- [pdf] [supp]
SKFAC: Training Neural Networks With Faster Kronecker-Factored Approximate Curvature
The bottleneck of computation burden limits the widespread use of the 2nd order optimization algorithms for training deep neural networks. In this paper, we present a computationally efficient approximation for natural gradient descent, named Swift Kronecker-Factored Approximate Curvature (SKFAC), which combines Kronecker factorization and a fast low-rank matrix inversion technique. Our research aims at both fully connected and convolutional layers. For the fully connected layers, by utilizing the low-rank property of Kronecker factors of Fisher information matrix, our method only requires inverting a small matrix to approximate the curvature with desirable accuracy.
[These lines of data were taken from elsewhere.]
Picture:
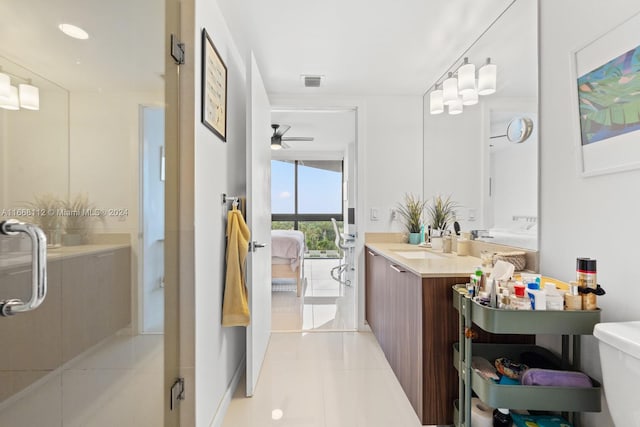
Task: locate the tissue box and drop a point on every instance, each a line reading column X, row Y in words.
column 517, row 258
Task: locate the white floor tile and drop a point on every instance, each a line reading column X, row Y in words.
column 328, row 379
column 326, row 305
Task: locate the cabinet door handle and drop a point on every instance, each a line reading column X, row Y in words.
column 396, row 268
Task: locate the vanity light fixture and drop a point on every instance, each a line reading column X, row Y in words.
column 461, row 88
column 436, row 104
column 455, row 107
column 466, row 78
column 25, row 96
column 5, row 86
column 74, row 31
column 470, row 98
column 11, row 102
column 450, row 90
column 487, row 78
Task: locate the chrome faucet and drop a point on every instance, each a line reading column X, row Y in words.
column 480, row 233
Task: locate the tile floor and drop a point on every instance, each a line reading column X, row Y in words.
column 118, row 383
column 327, row 304
column 323, row 379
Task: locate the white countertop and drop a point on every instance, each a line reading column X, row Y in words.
column 433, row 263
column 24, row 258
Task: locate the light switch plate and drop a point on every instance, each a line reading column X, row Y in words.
column 375, row 214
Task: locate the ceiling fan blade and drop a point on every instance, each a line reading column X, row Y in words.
column 298, row 138
column 282, row 129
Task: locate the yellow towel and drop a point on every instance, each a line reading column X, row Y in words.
column 235, row 306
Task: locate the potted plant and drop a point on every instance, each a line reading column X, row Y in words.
column 411, row 212
column 442, row 212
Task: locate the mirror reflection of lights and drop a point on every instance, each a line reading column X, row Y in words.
column 74, row 31
column 277, row 414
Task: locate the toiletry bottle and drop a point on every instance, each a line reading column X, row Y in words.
column 520, row 301
column 586, row 272
column 493, row 294
column 573, row 299
column 505, row 302
column 553, row 297
column 481, row 278
column 589, row 301
column 501, row 418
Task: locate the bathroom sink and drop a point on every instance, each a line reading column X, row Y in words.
column 418, row 255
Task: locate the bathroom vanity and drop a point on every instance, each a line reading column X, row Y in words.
column 409, row 307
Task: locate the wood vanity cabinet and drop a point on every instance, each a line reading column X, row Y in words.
column 416, row 325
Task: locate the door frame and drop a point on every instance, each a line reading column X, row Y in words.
column 139, row 292
column 284, row 103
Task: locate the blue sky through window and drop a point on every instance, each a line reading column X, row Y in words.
column 320, row 190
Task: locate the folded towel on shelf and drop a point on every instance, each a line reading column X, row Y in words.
column 553, row 378
column 235, row 305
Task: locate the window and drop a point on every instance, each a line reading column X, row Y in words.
column 305, row 195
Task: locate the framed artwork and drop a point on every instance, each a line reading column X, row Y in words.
column 606, row 85
column 214, row 88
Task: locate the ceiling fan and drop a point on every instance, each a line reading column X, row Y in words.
column 277, row 140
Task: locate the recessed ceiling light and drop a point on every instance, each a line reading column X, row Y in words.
column 73, row 31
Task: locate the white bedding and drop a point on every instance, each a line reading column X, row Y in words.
column 287, row 245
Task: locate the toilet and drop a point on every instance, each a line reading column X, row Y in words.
column 619, row 344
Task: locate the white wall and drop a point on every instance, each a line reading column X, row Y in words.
column 219, row 168
column 574, row 210
column 36, row 149
column 514, row 173
column 392, row 157
column 104, row 159
column 453, row 160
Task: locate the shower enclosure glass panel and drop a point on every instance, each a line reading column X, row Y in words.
column 71, row 167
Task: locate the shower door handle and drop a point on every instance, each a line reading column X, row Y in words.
column 11, row 227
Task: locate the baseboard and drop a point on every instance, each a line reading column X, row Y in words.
column 226, row 399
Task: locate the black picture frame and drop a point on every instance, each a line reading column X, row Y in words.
column 214, row 89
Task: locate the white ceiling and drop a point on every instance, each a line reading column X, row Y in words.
column 362, row 47
column 378, row 47
column 124, row 51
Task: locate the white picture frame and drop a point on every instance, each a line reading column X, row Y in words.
column 598, row 155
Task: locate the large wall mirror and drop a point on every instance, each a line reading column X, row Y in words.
column 486, row 158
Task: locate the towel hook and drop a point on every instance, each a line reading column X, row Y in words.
column 233, row 199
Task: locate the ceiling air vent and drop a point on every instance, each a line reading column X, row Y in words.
column 312, row 81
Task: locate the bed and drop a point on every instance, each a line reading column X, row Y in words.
column 287, row 256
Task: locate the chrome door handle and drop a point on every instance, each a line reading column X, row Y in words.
column 398, row 269
column 11, row 227
column 255, row 245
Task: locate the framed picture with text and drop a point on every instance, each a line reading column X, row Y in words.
column 214, row 88
column 606, row 86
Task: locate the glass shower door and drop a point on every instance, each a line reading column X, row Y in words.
column 70, row 165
For convolutional layers, we propose a way with two strategies to save computational efforts without affecting the empirical performance by reducing across the spatial dimension or receptive fields of feature maps. Specifically, we propose two effective dimension reduction methods for this purpose: Spatial Subsampling and Reduce Sum. Experimental results of training several deep neural networks on Cifar-10 and ImageNet-1k datasets demonstrate that SKFAC can capture the main curvature and yield comparative performance to K-FAC. The proposed method bridges the wall-clock time gap between the 1st and 2nd order algorithms.